I am a long time XBMC enthusiast and really like the program to playback HD content on my iMac (2.4 Ghz Core 2 Duo, August ’07, OS X 10.6.4).
So far I’ve not had any problems with video playback until yesterday I decided to try out the latest nightly build. The CPU usage graphs of both the official Camelot release and the latest nightly build are shown below. Both are playing the same movie scene in an mkv with h264 video. During both measurements no other applications than XBMC were open. As you can see Camelot equally distributes the decoding over both CPU cores all the time, even when the h.264 stream goes to 20 Mbps (before the middle of the graph). The nightly build does not equally distribute decoding resulting in one of the CPU cores reaching its maximum capacity (alternating). This of course resulted in stuttering video playback and lots of lost frames in the nightly build while Camelot was fluent and without problems.
I have also done the same test with the latest version of VLC (1.1.0) and playback was also fluent and no lost frames.
It’s a bit strange that an older version of XBMC handles high bitrate video very well, while a newer version doesn’t. Is the development team aware of this issue and is it going to be solved before the next official release?
Thanks for your time.

camelot:
Image


nightly build r31755:
Image
Camelot used an ffmpeg hack for multi-threading. That hack is no longer available with the current ffmepg source code.

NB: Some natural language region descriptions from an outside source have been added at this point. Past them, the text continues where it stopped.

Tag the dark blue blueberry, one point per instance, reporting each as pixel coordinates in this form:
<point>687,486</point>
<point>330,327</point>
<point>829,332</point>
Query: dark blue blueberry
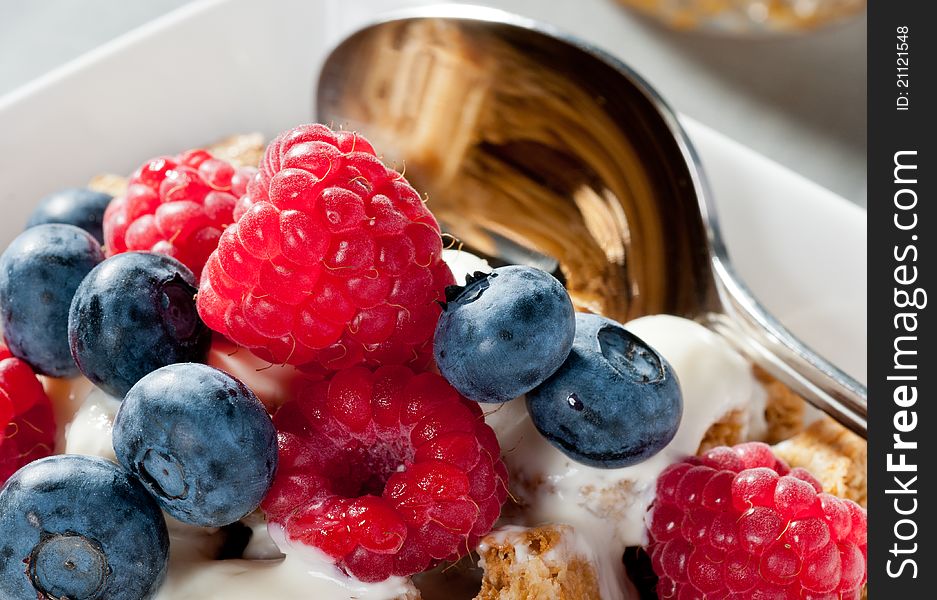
<point>79,527</point>
<point>39,273</point>
<point>504,333</point>
<point>80,207</point>
<point>200,441</point>
<point>135,313</point>
<point>615,401</point>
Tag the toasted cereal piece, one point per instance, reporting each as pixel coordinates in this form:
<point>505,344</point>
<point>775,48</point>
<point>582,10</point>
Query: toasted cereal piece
<point>727,431</point>
<point>549,561</point>
<point>115,185</point>
<point>784,410</point>
<point>836,456</point>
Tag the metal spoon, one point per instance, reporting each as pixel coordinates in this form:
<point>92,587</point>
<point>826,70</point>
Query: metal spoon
<point>531,143</point>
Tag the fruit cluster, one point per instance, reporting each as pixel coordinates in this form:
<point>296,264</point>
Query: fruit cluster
<point>329,261</point>
<point>324,258</point>
<point>594,390</point>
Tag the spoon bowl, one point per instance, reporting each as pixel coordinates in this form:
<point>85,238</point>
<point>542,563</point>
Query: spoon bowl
<point>538,148</point>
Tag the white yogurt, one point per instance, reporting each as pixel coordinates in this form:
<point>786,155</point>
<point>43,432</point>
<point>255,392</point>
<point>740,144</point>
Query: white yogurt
<point>90,429</point>
<point>463,263</point>
<point>607,506</point>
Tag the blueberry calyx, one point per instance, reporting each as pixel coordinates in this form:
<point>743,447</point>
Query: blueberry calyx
<point>628,357</point>
<point>475,284</point>
<point>68,564</point>
<point>173,293</point>
<point>164,474</point>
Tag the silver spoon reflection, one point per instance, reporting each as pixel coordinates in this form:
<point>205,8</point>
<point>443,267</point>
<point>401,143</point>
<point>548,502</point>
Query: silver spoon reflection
<point>538,148</point>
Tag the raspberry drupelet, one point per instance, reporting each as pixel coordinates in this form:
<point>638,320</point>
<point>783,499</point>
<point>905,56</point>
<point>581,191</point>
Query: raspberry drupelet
<point>27,426</point>
<point>333,261</point>
<point>176,205</point>
<point>385,472</point>
<point>737,523</point>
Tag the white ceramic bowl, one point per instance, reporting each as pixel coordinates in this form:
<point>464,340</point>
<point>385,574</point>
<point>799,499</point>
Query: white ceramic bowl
<point>218,67</point>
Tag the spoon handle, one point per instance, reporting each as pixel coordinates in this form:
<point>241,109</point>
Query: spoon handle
<point>777,351</point>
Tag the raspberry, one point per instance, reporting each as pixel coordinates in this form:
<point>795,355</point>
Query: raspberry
<point>176,205</point>
<point>386,472</point>
<point>27,427</point>
<point>333,261</point>
<point>738,523</point>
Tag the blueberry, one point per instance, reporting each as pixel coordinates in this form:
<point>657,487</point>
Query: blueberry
<point>200,441</point>
<point>504,332</point>
<point>79,527</point>
<point>132,314</point>
<point>39,273</point>
<point>80,207</point>
<point>615,401</point>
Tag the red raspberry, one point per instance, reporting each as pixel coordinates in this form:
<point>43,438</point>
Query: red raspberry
<point>386,472</point>
<point>176,205</point>
<point>738,523</point>
<point>27,427</point>
<point>333,260</point>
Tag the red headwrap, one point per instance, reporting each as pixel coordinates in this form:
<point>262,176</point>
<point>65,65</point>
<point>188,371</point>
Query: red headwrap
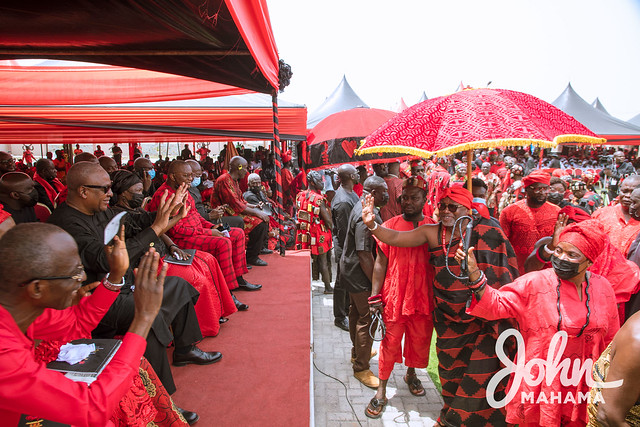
<point>575,214</point>
<point>286,156</point>
<point>588,236</point>
<point>459,195</point>
<point>535,177</point>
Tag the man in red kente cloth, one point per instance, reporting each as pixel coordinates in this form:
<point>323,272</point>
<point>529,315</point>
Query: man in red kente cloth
<point>47,184</point>
<point>193,232</point>
<point>402,280</point>
<point>566,302</point>
<point>227,193</point>
<point>527,221</point>
<point>465,344</point>
<point>314,226</point>
<point>621,227</point>
<point>394,186</point>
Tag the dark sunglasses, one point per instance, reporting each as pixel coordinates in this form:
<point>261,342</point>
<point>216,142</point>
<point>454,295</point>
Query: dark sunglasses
<point>452,207</point>
<point>78,277</point>
<point>105,188</point>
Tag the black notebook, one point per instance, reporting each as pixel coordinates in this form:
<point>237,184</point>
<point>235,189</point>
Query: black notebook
<point>171,260</point>
<point>89,369</point>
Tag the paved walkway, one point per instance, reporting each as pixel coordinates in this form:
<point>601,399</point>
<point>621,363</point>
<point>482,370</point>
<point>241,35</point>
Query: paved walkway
<point>332,351</point>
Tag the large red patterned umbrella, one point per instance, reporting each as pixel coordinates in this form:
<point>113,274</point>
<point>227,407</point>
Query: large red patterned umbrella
<point>476,118</point>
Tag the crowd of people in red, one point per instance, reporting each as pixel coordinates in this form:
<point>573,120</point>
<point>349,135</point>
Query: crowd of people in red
<point>555,238</point>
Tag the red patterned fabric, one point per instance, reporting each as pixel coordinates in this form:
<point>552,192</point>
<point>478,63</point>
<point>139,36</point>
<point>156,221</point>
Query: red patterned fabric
<point>215,300</point>
<point>312,232</point>
<point>468,118</point>
<point>524,226</point>
<point>51,190</point>
<point>536,293</point>
<point>226,191</point>
<point>621,233</point>
<point>193,232</point>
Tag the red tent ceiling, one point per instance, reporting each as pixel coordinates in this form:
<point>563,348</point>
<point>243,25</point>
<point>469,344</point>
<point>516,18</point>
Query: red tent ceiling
<point>226,41</point>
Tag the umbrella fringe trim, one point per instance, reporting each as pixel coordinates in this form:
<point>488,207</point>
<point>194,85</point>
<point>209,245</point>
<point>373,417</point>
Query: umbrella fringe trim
<point>507,142</point>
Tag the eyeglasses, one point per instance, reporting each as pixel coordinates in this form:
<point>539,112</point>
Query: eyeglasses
<point>79,276</point>
<point>452,207</point>
<point>105,188</point>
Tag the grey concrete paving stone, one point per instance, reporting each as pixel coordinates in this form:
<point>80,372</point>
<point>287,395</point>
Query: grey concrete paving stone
<point>332,350</point>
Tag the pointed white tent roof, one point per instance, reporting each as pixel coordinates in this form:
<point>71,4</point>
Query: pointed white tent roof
<point>598,106</point>
<point>342,98</point>
<point>597,121</point>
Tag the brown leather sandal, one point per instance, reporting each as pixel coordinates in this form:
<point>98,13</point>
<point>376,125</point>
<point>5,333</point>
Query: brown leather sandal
<point>415,386</point>
<point>375,407</point>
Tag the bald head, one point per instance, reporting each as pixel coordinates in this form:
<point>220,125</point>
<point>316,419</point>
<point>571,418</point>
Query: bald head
<point>23,244</point>
<point>236,162</point>
<point>83,173</point>
<point>85,157</point>
<point>14,181</point>
<point>347,173</point>
<point>108,164</point>
<point>142,163</point>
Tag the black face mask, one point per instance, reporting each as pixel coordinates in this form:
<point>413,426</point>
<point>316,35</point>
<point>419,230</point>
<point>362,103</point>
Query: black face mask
<point>136,200</point>
<point>555,198</point>
<point>564,269</point>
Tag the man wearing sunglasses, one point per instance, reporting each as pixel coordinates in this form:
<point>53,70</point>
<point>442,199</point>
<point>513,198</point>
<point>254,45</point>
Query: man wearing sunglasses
<point>36,303</point>
<point>466,344</point>
<point>527,221</point>
<point>85,215</point>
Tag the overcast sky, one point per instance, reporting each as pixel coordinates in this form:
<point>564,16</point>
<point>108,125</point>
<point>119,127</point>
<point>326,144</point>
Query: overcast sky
<point>393,49</point>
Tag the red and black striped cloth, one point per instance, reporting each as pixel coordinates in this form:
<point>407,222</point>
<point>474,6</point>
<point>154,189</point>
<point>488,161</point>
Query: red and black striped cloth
<point>466,344</point>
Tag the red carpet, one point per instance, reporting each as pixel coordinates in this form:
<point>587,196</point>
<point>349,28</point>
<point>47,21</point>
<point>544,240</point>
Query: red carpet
<point>263,377</point>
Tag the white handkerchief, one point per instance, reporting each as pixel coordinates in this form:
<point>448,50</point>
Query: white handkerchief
<point>74,353</point>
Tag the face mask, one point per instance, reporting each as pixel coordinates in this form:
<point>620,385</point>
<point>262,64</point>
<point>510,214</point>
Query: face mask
<point>564,269</point>
<point>555,198</point>
<point>32,199</point>
<point>136,200</point>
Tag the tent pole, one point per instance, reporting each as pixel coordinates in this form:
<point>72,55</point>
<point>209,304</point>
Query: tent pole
<point>469,163</point>
<point>278,169</point>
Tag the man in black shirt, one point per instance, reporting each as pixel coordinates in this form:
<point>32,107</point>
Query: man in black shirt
<point>85,215</point>
<point>356,271</point>
<point>341,205</point>
<point>18,195</point>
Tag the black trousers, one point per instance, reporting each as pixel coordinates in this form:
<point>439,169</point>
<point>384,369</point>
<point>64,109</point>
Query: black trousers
<point>257,237</point>
<point>176,321</point>
<point>340,295</point>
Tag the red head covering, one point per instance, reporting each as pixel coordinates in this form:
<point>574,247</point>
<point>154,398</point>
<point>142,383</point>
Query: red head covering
<point>588,236</point>
<point>286,157</point>
<point>575,214</point>
<point>459,195</point>
<point>415,181</point>
<point>535,177</point>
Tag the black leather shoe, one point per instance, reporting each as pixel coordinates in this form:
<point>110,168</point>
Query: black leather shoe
<point>190,417</point>
<point>342,324</point>
<point>246,286</point>
<point>258,262</point>
<point>239,305</point>
<point>197,357</point>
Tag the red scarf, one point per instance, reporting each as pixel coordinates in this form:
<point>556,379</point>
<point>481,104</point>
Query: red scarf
<point>51,192</point>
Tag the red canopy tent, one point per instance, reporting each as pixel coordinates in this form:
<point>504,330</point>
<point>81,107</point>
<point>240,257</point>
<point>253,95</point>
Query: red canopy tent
<point>224,41</point>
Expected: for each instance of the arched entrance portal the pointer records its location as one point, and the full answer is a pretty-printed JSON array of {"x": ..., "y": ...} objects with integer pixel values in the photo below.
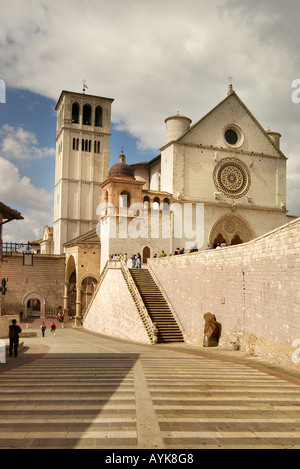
[
  {"x": 231, "y": 230},
  {"x": 34, "y": 305}
]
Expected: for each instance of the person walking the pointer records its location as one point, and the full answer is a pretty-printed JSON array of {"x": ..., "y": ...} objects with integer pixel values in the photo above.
[
  {"x": 43, "y": 328},
  {"x": 14, "y": 332},
  {"x": 53, "y": 328}
]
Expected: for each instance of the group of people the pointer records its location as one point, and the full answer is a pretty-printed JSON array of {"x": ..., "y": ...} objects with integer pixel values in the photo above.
[
  {"x": 119, "y": 257},
  {"x": 136, "y": 261}
]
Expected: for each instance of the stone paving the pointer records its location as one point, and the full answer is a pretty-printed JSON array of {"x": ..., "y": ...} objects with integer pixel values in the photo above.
[{"x": 81, "y": 390}]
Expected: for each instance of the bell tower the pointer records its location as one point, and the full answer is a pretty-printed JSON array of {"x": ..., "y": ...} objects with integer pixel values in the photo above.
[{"x": 82, "y": 163}]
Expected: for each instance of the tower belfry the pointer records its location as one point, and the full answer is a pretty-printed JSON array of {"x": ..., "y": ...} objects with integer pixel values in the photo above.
[{"x": 82, "y": 163}]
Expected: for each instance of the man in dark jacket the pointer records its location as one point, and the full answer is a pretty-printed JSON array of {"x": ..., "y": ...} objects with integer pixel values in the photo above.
[{"x": 14, "y": 332}]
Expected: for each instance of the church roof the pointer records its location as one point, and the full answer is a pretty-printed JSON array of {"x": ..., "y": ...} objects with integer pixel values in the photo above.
[
  {"x": 9, "y": 213},
  {"x": 231, "y": 93}
]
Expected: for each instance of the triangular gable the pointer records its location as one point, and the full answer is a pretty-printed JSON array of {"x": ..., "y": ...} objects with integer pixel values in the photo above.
[{"x": 209, "y": 130}]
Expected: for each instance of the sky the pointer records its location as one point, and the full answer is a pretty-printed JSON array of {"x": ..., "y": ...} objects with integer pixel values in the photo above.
[{"x": 154, "y": 58}]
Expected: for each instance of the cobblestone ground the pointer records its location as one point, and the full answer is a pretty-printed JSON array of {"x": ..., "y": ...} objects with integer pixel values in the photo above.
[{"x": 82, "y": 390}]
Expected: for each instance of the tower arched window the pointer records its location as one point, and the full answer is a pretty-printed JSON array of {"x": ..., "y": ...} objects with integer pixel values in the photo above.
[
  {"x": 87, "y": 115},
  {"x": 156, "y": 203},
  {"x": 75, "y": 113},
  {"x": 98, "y": 116}
]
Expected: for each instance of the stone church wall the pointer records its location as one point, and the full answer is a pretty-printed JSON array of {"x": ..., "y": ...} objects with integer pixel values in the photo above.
[
  {"x": 113, "y": 311},
  {"x": 252, "y": 289},
  {"x": 43, "y": 281}
]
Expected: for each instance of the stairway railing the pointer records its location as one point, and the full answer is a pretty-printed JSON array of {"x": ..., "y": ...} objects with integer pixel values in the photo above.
[
  {"x": 102, "y": 276},
  {"x": 142, "y": 310}
]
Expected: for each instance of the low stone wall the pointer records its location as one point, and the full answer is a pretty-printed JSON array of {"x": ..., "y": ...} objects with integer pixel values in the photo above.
[
  {"x": 113, "y": 311},
  {"x": 252, "y": 288}
]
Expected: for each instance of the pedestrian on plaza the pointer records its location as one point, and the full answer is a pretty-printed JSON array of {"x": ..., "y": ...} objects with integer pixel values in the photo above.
[
  {"x": 138, "y": 261},
  {"x": 43, "y": 328},
  {"x": 53, "y": 328},
  {"x": 14, "y": 332}
]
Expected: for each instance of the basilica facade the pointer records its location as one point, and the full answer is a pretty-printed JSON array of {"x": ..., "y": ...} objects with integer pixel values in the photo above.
[{"x": 218, "y": 182}]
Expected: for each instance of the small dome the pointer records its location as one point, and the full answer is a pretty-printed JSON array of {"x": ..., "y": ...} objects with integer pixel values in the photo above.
[{"x": 121, "y": 169}]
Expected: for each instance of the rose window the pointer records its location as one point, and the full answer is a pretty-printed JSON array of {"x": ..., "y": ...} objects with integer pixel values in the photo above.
[{"x": 232, "y": 178}]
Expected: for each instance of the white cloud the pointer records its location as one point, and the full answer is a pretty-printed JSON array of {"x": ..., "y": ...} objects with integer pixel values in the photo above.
[
  {"x": 35, "y": 204},
  {"x": 156, "y": 58},
  {"x": 18, "y": 144}
]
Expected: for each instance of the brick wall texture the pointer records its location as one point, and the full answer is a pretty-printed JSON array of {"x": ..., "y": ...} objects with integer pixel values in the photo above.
[{"x": 252, "y": 289}]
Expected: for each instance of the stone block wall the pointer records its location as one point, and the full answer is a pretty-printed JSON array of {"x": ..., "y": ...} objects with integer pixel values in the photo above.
[
  {"x": 113, "y": 311},
  {"x": 252, "y": 288},
  {"x": 44, "y": 281}
]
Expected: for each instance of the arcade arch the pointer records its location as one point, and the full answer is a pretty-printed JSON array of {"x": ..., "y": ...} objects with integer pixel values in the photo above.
[{"x": 231, "y": 230}]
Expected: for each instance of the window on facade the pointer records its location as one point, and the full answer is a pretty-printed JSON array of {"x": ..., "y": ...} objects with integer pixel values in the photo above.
[
  {"x": 98, "y": 116},
  {"x": 75, "y": 143},
  {"x": 87, "y": 115},
  {"x": 75, "y": 113},
  {"x": 86, "y": 145},
  {"x": 156, "y": 203},
  {"x": 96, "y": 147}
]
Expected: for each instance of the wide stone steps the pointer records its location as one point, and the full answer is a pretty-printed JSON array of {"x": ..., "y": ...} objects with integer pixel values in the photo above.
[{"x": 157, "y": 307}]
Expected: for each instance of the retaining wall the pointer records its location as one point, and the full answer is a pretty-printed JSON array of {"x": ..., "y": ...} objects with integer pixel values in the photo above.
[{"x": 252, "y": 288}]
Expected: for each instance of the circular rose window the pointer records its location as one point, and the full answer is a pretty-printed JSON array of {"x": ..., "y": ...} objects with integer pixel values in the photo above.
[{"x": 232, "y": 177}]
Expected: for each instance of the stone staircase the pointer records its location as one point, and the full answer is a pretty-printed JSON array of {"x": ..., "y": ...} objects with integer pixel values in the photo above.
[{"x": 157, "y": 307}]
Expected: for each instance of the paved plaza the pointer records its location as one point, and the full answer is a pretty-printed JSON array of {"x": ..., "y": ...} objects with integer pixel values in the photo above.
[{"x": 81, "y": 390}]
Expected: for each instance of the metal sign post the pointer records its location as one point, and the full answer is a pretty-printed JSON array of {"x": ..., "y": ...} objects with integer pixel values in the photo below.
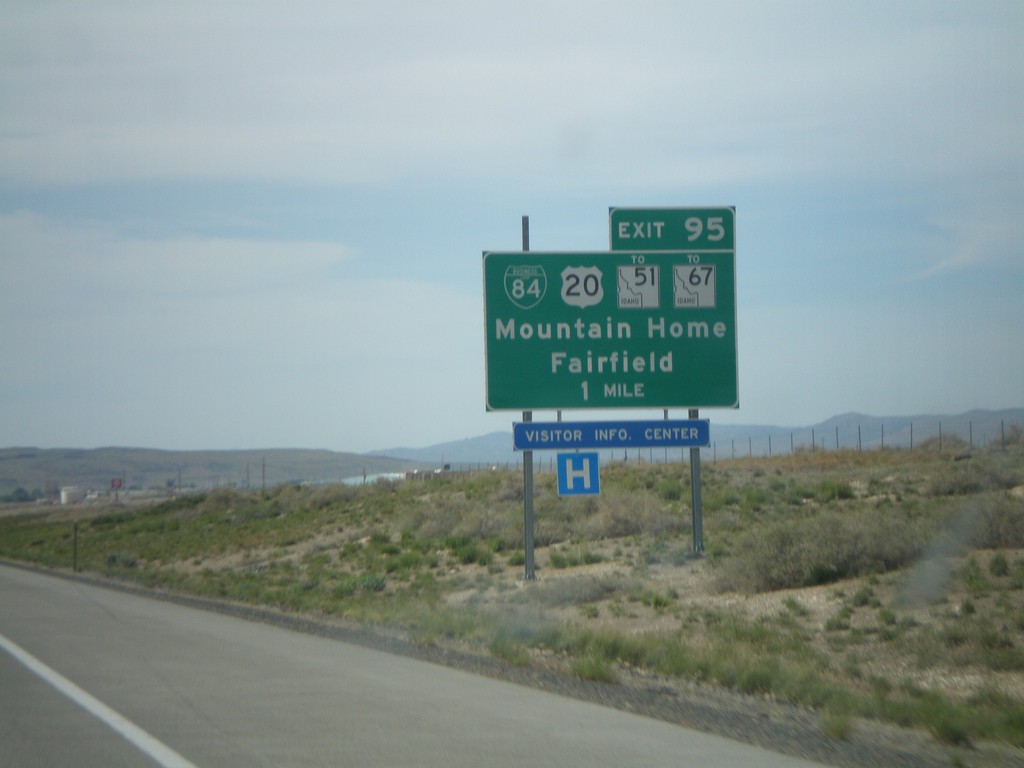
[{"x": 527, "y": 470}]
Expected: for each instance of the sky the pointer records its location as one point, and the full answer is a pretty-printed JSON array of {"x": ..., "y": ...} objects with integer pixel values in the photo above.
[{"x": 260, "y": 224}]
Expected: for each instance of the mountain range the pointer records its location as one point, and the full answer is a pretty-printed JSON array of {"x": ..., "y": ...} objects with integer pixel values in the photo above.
[
  {"x": 44, "y": 471},
  {"x": 845, "y": 431}
]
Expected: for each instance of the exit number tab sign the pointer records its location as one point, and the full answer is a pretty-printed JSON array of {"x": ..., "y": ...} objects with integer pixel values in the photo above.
[{"x": 673, "y": 228}]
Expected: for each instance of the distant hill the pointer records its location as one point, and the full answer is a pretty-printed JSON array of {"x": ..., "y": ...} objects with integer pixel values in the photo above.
[
  {"x": 40, "y": 469},
  {"x": 847, "y": 431},
  {"x": 37, "y": 469}
]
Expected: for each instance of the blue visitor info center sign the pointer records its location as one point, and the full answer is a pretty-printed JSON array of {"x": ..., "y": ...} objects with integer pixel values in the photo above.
[{"x": 610, "y": 434}]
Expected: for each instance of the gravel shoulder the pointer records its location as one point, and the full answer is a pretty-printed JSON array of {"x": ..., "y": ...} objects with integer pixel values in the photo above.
[{"x": 755, "y": 720}]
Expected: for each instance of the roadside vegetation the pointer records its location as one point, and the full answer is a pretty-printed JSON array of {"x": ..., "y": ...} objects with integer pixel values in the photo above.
[{"x": 884, "y": 585}]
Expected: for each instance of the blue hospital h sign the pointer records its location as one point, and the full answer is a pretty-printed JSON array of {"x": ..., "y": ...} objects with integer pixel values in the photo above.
[{"x": 578, "y": 474}]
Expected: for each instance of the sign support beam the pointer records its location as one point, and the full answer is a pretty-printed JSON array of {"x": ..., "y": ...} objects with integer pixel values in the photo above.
[{"x": 527, "y": 471}]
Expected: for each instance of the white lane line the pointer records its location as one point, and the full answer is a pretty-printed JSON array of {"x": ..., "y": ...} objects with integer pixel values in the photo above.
[{"x": 142, "y": 740}]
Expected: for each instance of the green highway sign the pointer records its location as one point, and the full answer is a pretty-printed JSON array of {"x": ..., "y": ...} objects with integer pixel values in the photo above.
[
  {"x": 706, "y": 229},
  {"x": 631, "y": 329}
]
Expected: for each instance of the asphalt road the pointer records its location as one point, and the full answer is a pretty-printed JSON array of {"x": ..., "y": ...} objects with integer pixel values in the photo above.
[{"x": 95, "y": 677}]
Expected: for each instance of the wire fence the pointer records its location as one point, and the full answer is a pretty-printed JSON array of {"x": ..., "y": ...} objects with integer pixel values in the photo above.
[{"x": 903, "y": 434}]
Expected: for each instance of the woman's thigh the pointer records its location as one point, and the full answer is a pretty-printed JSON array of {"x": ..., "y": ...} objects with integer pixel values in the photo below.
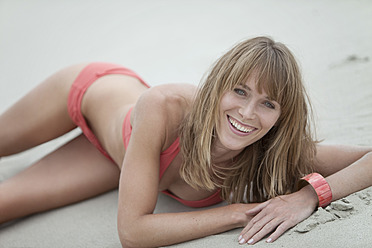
[
  {"x": 39, "y": 116},
  {"x": 74, "y": 172}
]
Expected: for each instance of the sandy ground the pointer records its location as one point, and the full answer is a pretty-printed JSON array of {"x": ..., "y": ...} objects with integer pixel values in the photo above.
[{"x": 176, "y": 41}]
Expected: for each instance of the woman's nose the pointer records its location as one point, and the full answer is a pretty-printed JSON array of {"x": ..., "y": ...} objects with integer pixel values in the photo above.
[{"x": 248, "y": 111}]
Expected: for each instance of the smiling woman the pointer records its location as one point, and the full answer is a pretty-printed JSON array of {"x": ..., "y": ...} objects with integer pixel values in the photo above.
[{"x": 243, "y": 136}]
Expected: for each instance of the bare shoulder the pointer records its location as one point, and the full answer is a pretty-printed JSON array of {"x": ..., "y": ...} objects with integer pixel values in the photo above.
[{"x": 165, "y": 107}]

A side note, that ffmpeg hack also by-passed inner-loop deblocking of h.264 which resulted in slightly less quality on the decoded image and faster decoding. Not many users noticed it. There's an advanced settings that could restore this, skip-loop filter or something like that. Set this to 8.
Thanks for the quick reply.

I've tried what you said, even put it on higher values than 8 (tried 16 and 32) but it doesn’t seem to change anything. I still get one CPU core completely maxed out.
Just to make sure I didn’t do anything wrong:
I made this file: /Users/<username>/Library/Application Support/XBMC/userdata/advancedsettings.xml containing this:

<advancedsettings>
<skiploopfilter>8</skiploopfilter>
</advancedsettings>

and then of course restarted xbmc

If you look at the ffmpeg changelog it lists “slice-based parallel H.264 decoding” as an added feature in v0.5. So I assume they removed this in v0.6 but this removal is not listed under the changelog of v0.6. Isn’t it possible to check if this feature is still there and if it is to use it?

I hate Apple by the way for not adding VDADecoder support for Macs released before the first Macbooks with the NVIDIA 9400M graphics card.
Doesn't anyone know how to bring this multithreaded decoding back? Since the computer industry has been fully evolving to dual or even quad core processing over the past 4 years it's almost unbelievable that the programmers of ffmpeg decided to go back to the single core era.
And what about using Grand Central Dispatch on OS X? Or is this also something the ffmpeg community has to do?
ffmpeg never included the multi-thread decoding. it was a third-party hack of a patch we applied. ffmpeg did tons of updates. patch broke. nobody cba to update it.

http://gitorious.org/ffmpeg/ffmpeg-mt

they will surely appreciate all the help you are obviously willing to offer!